Maybe there were at least a few people in the crowd that know how to use one and appreciated getting an extra. (you can never have enough clickers!)


----------



## Caddy (Nov 23, 2014)

I don't think it's a strange thing to handout, what I do find strange is that the guy behind you didn't know how to use it.


----------



## fjm (Jun 4, 2010)

Sounds as if he thought it was some kind of remote control - click, and the dog's behaviour is magically improved!


----------



## Click-N-Treat (Nov 9, 2015)

People do think it is a remote control! I see people in pet stores clicking away. I agree, without instructions a clicker is useless.


----------



## lily cd re (Jul 23, 2012)

Oh dear. I think there should have been directions on how to use it given with the clickers. The guy behind you will never be able to use it properly now because he poisoned it.

I use a verbal marker rather than a clicker because I never liked juggling all of the stuff I have to handle with a novice dog (leash, treats, plus clicker). Since I have helped my mom with much of her training of her dog she also doesn't use a clicker. I had someone who uses a clicker at my novice class a few months ago. We were doing sits and downs and the person was clicking every few seconds during the sit and also during the down. What was she marking? The dog showed no signs of breaking the stay. My mom's dog didn't mind so much during the sit but since he was in a phase of not wanting to down anyway, every click made him stand up. I asked the other person to cool it with the clicking and everybody stayed down.

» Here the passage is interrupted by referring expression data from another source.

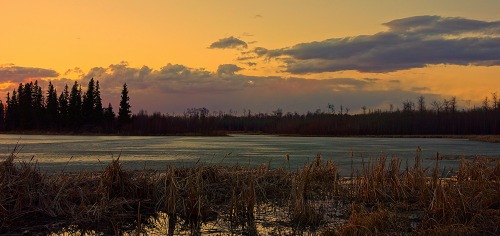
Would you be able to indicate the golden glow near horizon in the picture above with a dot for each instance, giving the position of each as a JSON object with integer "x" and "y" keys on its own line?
{"x": 73, "y": 37}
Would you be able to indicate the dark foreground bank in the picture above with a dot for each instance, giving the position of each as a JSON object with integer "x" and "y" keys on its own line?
{"x": 382, "y": 197}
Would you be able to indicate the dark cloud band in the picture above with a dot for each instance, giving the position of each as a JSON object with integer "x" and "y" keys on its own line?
{"x": 230, "y": 42}
{"x": 412, "y": 42}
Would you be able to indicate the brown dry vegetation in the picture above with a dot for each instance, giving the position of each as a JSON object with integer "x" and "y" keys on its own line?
{"x": 381, "y": 198}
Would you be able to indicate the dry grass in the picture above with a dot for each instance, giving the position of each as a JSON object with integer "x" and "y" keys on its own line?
{"x": 381, "y": 198}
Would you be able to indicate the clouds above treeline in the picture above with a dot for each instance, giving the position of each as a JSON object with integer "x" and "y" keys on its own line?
{"x": 17, "y": 74}
{"x": 175, "y": 88}
{"x": 230, "y": 42}
{"x": 412, "y": 42}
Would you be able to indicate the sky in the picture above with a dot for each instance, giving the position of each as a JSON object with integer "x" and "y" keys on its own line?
{"x": 259, "y": 55}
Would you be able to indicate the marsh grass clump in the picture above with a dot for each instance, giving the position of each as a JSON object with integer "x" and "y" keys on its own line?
{"x": 380, "y": 198}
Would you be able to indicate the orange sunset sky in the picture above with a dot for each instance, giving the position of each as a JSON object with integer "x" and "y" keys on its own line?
{"x": 257, "y": 55}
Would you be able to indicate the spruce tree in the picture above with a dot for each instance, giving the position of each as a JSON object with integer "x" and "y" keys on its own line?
{"x": 2, "y": 115}
{"x": 98, "y": 110}
{"x": 75, "y": 106}
{"x": 89, "y": 102}
{"x": 124, "y": 113}
{"x": 51, "y": 106}
{"x": 63, "y": 106}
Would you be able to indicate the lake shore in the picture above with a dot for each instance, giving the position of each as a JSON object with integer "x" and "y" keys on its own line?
{"x": 381, "y": 198}
{"x": 481, "y": 138}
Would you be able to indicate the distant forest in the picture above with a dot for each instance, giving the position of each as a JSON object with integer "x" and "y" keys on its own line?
{"x": 30, "y": 109}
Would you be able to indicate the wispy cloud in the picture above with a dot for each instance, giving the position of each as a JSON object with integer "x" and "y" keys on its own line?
{"x": 413, "y": 42}
{"x": 18, "y": 74}
{"x": 230, "y": 42}
{"x": 173, "y": 88}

There are lots of tools available to use for training. They all have advantages and disadvantages, but none works well if the trainer/handler doesn't understand how to use them.


----------



## Tiny Poodles (Jun 20, 2013)

lily cd re said:


> Oh dear. I think there should have been directions on how to use it given with the clickers. The guy behind you will never be able to use it properly now because he poisoned it.
> 
> I use a verbal marker rather than a clicker because I never liked juggling all of the stuff I have to handle with a novice dog (leash, treats, plus clicker). Since I have helped my mom with much of her training of her dog she also doesn't use a clicker. I had someone who uses a clicker at my novice class a few months ago. We were doing sits and downs and the person was clicking every few seconds during the sit and also during the down. What was she marking? The dog showed no signs of breaking the stay. My mom's dog didn't mind so much during the sit but since he was in a phase of not wanting to down anyway, every click made him stand up. I asked the other person to cool it with the clicking and everybody stayed down.
> 
> There are lots of tools available to use for training. They all have advantages and disadvantages, but none works well if the trainer/handler doesn't understand how to use them.

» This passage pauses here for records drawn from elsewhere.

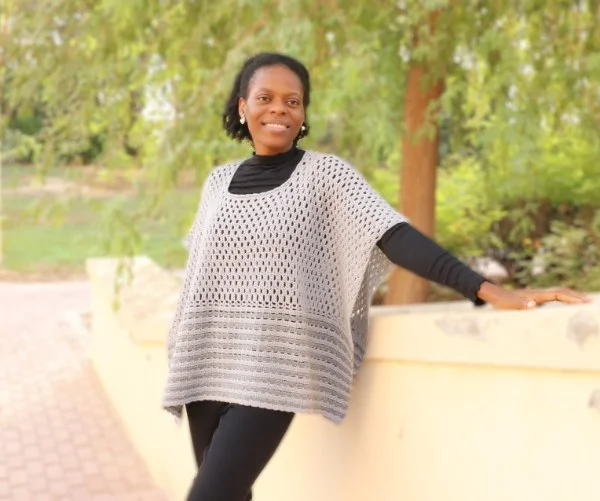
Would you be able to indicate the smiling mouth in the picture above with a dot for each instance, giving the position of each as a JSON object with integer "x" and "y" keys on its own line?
{"x": 276, "y": 126}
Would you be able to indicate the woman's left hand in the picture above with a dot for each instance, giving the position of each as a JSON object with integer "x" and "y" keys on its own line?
{"x": 526, "y": 299}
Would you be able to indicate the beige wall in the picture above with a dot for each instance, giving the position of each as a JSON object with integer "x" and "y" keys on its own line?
{"x": 452, "y": 403}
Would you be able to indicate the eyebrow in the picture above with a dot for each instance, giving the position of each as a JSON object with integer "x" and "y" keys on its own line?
{"x": 264, "y": 89}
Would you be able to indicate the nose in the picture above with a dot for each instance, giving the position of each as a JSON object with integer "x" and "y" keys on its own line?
{"x": 278, "y": 107}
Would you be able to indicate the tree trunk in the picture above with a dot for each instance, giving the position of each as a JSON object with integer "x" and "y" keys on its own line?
{"x": 420, "y": 147}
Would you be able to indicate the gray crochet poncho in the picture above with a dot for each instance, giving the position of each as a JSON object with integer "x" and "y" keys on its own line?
{"x": 274, "y": 307}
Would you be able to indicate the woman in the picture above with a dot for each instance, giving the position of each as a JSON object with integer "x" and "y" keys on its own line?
{"x": 284, "y": 254}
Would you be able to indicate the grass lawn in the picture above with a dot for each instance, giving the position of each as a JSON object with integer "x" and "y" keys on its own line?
{"x": 45, "y": 235}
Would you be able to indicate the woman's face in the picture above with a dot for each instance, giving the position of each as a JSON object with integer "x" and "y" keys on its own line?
{"x": 274, "y": 109}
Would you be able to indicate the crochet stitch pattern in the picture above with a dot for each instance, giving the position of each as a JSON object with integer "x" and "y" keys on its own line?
{"x": 274, "y": 306}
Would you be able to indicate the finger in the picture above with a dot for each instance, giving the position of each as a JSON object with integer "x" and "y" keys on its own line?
{"x": 562, "y": 295}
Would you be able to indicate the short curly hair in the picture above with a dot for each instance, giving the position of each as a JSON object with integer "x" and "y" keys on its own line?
{"x": 231, "y": 118}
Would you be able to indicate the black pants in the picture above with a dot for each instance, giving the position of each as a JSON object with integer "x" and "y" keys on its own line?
{"x": 232, "y": 444}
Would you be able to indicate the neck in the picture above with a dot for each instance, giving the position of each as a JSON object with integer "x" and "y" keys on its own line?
{"x": 269, "y": 152}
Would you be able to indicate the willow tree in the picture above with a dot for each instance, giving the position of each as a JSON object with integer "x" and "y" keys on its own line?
{"x": 507, "y": 82}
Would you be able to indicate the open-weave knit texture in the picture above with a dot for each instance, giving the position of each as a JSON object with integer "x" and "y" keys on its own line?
{"x": 274, "y": 307}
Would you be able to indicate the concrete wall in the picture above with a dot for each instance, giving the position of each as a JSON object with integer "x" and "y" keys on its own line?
{"x": 452, "y": 403}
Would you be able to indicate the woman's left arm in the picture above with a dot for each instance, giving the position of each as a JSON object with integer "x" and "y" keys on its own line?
{"x": 407, "y": 247}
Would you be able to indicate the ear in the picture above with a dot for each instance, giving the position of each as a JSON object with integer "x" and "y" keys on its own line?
{"x": 242, "y": 106}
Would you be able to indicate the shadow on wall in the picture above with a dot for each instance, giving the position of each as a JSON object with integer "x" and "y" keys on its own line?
{"x": 452, "y": 403}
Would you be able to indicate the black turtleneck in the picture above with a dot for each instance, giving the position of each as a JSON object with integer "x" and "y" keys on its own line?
{"x": 403, "y": 244}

Oh I remember, I almost blew a gasket during Timi's "final exam" for puppy class. We were having a competition for longest down stays, and one of the other people in class was clicking (no treat) every five - ten seconds! Timi's ears were twitching and she was wondering if she was finished every single time! She realized that the clicks were not for her, but they were very annoyingly breaking her focus on me ?
You would think that by the last class, which used clicker training through-out that they would have known better!


----------



## TeamPoodle (Aug 10, 2015)

I totally understand how you feel Catherine about juggling everything! At first I wished we had used a marker word instead of the clicker because I kept dropping things, but now as I train Riley in busy/distracting situations I've found the clicker cuts through all the noise in a way my voice does not. Plus, my husband and I have matching clickers so the "marker" is the same no matter who is working with him. I've also found it useful when Riley is greeting new people. I'll click when he sniffs them. Where my voice would send him running back to my side, the clicker is a more "neutral" sound, and he'll casually look at me like "wait, what? I did something right?"

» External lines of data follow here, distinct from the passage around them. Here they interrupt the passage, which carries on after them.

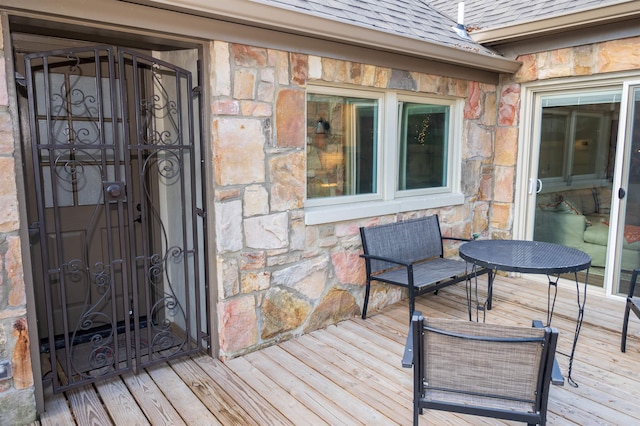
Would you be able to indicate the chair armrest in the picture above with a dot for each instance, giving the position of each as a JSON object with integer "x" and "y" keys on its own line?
{"x": 457, "y": 239}
{"x": 386, "y": 259}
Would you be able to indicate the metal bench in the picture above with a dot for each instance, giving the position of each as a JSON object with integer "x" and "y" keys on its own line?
{"x": 410, "y": 254}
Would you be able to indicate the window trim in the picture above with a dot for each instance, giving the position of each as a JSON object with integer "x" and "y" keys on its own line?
{"x": 388, "y": 199}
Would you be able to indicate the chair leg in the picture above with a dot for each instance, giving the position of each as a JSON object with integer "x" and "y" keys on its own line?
{"x": 625, "y": 324}
{"x": 366, "y": 299}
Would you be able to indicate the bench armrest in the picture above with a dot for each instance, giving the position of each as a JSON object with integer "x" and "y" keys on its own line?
{"x": 386, "y": 259}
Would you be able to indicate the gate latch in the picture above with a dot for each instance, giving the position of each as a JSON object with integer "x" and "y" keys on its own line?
{"x": 114, "y": 191}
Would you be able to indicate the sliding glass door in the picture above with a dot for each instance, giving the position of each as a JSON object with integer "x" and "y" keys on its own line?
{"x": 627, "y": 185}
{"x": 575, "y": 143}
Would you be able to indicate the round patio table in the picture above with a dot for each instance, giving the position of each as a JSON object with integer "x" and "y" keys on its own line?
{"x": 531, "y": 257}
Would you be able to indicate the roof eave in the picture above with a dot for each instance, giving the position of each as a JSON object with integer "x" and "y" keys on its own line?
{"x": 265, "y": 16}
{"x": 557, "y": 24}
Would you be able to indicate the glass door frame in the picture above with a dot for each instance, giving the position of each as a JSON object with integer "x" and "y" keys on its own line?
{"x": 528, "y": 153}
{"x": 621, "y": 183}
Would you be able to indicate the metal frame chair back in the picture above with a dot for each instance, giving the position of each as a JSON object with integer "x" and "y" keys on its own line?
{"x": 481, "y": 369}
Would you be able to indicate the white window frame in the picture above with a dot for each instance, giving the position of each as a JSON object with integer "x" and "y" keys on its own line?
{"x": 387, "y": 199}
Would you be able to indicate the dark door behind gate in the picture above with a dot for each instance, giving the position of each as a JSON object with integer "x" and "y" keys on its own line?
{"x": 118, "y": 239}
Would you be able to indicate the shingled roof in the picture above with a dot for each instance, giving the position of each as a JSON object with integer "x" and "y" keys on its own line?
{"x": 483, "y": 14}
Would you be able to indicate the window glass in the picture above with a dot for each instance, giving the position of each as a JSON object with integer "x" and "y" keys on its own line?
{"x": 423, "y": 146}
{"x": 342, "y": 145}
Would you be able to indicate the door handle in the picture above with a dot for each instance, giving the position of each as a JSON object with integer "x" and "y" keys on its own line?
{"x": 34, "y": 230}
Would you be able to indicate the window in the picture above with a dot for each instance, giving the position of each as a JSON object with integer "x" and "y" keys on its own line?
{"x": 423, "y": 141}
{"x": 371, "y": 153}
{"x": 341, "y": 155}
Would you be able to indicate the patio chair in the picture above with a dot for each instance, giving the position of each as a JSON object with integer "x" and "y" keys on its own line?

But I agree with everyone, whether you use a marker word, a clicker, or a different way of training all-together, you need to know how to use the tools properly. Clicker training is new to me, I was taught 13 years ago to train a dog with a choke collar. :ahhhhh: There's LOTS of ways people use those ineffectively too. (Although I must say I'll never go back to choke collars - I MUCH prefer +R!). I just thought it was a weird thing to hand out. People who use clickers already have them, and people who don't have no idea what to do with it.


----------



## Click-N-Treat (Nov 9, 2015)

I use a verbal marker or a clicker, depending on what I'm training and where I am training. Random clicking in a class sounds like a nightmare.


----------



## lily cd re (Jul 23, 2012)

Click-N-Treat that clicking person is a very nice person but I don't love seeing her arrive for class because the clicking makes me crazy as well as being very distracting to most of the other people and dogs. Very few of the people who come to my classes use clickers, most use verbal markers. Most of them are serious performance sports folks.


----------



## Poodlebeguiled (May 27, 2013)

That person who was handing them out should have at least put a recommendation with them with a website or something that would explain the concepts. That is weird to just hand them out. I have used a clicker a lot over the years and also a verbal marker. Studies show that the click sound registers in a different part of the brain and the information gets to the cortex quicker. But yeah...sometimes it can be awkward, depending on what you're doing and sometimes it's just more practical, I find to use a marker. It still works wonders compared to not using a marker.


----------



## lisasgirl (May 27, 2010)

People clicking every few seconds are probably clicking for duration...I know I had a class that encouraged that. Archie generally thinks the click means he's done, though, so I've never used it that way. I just delay the click.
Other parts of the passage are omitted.